Question
· Jan 7

Optimizing performance of production using Pool Size>1

Hi Everyone!

We have an existing process (running in FIFO order), all business hosts having pool size=1.

Currently we are reading records from a file (one record at a time) then that record goes to business process for further processing and finally through the business operation. As of now we are using synchronous call in our existing code. Before processing the last record we are using hang of 50 seconds because we need to initiate a batch once the processing of last record is finished.

This process is taking too much time for a file having 0.1 million records (max records in a file).

  
Now we want to increase the performance of this process, so that processing can be faster by modifying the synchronous call with asynchronous call and removing the hang for last record. 

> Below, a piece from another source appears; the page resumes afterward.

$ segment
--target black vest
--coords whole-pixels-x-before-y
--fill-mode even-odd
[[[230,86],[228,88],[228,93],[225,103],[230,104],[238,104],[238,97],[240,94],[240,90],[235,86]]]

While modifying the code, we have met with a condition which counts the processed records and save it in a class using below code

&sql (Select ID into :RowID from Data.A where MetadataID=:MetadataID)

set obj=##class(Data.A).%OpenId(RowID)

set obj.ProcessedCount=obj.ProcessedCount + 1

When the pool size=1, the count was updating correctly but when I tested with pool size=2 or pool size=5, the counts are not getting updated correctly.

I further tried using SQL update but no luck & even tried with %NOLOCK condition if SQLCODE'=0 but that is also not working.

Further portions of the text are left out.